Réseaux sociaux : attention danger !

Votre adolescent est agressif ? Il passe peut-être trop de temps sur les réseaux sociaux.

Une étude inédite parue dans le Jama Psychiatry1, menée pendant 3 ans sur plus de 6 500 adolescents entre 12 et 15 ans, a conclu qu’une consommation massive de plus de 3 heures par jour pourrait développer chez les ados du mal-être, un sentiment d’insatisfaction, de culpabilité et même des dépressions. Obnubilés par l’accumulation de « like », ils sont touchés par les interactions en ligne (influences réciproques) ou au contraire l’absence de ces interactions.


À cela s’ajoutent les dangers déjà connus d’insultes, d’humiliation, de cyber-harcèlement … qui ne sont pas sans conséquences sur le bien-être mental, voire physique.


Enfin, les réseaux sociaux sont devenus une source d’addiction (voir chapitre consacré aux addictions).


Liaisons dangereuses 2.0

Facebook, Instagram… Sur les réseaux sociaux, de mauvaises rencontres sont toujours possibles.
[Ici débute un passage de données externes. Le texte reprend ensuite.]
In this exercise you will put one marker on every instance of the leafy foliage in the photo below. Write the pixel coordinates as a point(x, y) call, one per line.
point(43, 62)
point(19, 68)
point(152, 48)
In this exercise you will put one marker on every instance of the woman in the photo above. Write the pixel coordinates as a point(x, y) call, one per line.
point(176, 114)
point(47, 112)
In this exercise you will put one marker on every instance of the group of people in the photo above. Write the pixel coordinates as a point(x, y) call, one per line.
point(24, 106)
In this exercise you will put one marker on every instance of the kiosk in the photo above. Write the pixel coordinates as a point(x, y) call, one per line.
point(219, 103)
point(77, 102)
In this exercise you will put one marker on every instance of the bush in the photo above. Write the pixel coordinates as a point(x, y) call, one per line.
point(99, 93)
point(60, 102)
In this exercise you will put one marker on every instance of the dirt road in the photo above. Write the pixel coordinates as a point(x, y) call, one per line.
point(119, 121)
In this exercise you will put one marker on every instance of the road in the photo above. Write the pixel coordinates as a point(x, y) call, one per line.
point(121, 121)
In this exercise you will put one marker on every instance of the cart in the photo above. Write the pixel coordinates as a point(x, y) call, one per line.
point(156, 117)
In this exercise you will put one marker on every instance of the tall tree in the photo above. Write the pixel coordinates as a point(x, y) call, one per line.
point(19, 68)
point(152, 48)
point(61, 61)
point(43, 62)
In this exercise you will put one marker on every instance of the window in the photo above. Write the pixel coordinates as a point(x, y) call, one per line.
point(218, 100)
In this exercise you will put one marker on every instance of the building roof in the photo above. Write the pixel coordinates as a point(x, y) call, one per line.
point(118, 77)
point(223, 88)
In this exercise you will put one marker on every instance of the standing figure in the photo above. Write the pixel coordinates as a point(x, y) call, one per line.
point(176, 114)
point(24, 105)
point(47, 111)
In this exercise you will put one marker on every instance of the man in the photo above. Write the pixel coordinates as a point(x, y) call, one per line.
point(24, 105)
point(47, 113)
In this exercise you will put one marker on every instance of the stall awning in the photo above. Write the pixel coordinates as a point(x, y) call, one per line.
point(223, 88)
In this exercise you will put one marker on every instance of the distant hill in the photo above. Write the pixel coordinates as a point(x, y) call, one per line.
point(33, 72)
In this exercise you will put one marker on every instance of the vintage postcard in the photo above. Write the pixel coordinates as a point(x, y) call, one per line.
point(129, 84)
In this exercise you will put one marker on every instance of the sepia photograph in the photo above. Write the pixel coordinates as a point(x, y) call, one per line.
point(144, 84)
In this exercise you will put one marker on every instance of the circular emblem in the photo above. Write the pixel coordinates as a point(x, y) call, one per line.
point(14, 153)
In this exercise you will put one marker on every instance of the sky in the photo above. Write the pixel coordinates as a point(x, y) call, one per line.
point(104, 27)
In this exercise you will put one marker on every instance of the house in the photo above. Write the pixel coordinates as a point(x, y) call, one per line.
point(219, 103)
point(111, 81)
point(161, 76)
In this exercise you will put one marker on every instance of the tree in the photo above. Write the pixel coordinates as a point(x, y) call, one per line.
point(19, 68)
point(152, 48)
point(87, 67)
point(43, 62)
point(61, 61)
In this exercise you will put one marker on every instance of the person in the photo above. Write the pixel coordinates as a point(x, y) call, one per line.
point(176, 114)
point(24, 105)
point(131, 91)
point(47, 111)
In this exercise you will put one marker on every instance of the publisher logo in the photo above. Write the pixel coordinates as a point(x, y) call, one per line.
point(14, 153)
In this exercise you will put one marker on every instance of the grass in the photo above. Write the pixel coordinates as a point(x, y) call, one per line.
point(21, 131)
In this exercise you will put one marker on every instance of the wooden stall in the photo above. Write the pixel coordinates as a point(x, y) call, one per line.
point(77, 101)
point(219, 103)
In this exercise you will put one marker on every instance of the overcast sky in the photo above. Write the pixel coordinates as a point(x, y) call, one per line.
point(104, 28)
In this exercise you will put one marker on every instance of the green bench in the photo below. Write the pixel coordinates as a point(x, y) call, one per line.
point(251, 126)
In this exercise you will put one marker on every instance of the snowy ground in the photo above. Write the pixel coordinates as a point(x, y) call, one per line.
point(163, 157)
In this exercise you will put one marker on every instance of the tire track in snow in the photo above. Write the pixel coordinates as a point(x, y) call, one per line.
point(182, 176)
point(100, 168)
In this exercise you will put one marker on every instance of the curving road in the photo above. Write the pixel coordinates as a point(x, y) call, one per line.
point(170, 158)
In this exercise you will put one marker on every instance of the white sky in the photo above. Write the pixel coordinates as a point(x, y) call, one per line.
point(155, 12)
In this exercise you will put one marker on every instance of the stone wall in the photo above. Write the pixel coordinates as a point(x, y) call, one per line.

Des pédophiles par exemple ont investi la toile, comme tout le monde. Mais, la rencontre d’inconnus malfaisants n’est pas la seule menace qui plane.



Les camarades de classe, connaissances, amis d’amis peuvent tourmenter les adolescents en pleine construction et recherche d’eux-mêmes.


Certains vont tenter de se mettre en avant en dévalorisant les autres, d’autres vont s’allier au plus grand nombre malgré leurs mauvaises intentions pour faire partie du groupe.



Les paroles les plus dures vont, chez les adolescents les plus fragiles, diminuer leur confiance en eux, leur estime d’eux, provoquer un stress. Elles peuvent pousser en dernier recours au suicide.


Les parents comme paravent

L’utilisation des réseaux sociaux, c’est comme le reste : ça s’apprend. Pour évoluer en toute sécurité, il faut en connaître les codes et les limites.

Les parents peuvent :

- sans juger, écouter puis conseiller. Par exemple, accepter tout le monde pour faire gonfler sa liste d’amis n’est peut-être pas la meilleure option. Car cela peut se retourner contre l’utilisateur qui est plus exposé. Ses contenus sont plus accessibles s’il a mille amis ou followers que s’il n’en a que 50 en qui il peut avoir une certaine confiance.

- présenter les outils informatiques à disposition, indiquer les paramètres de confidentialités à ajuster et à corriger au fil du temps.

- rappeler que la loi protège les internautes dans les cas de cyber-harcèlement.

- apprendre à son ado à déconnecter, de temps en temps, pour qu’il se construise au contact des autres, directement et sans écrans.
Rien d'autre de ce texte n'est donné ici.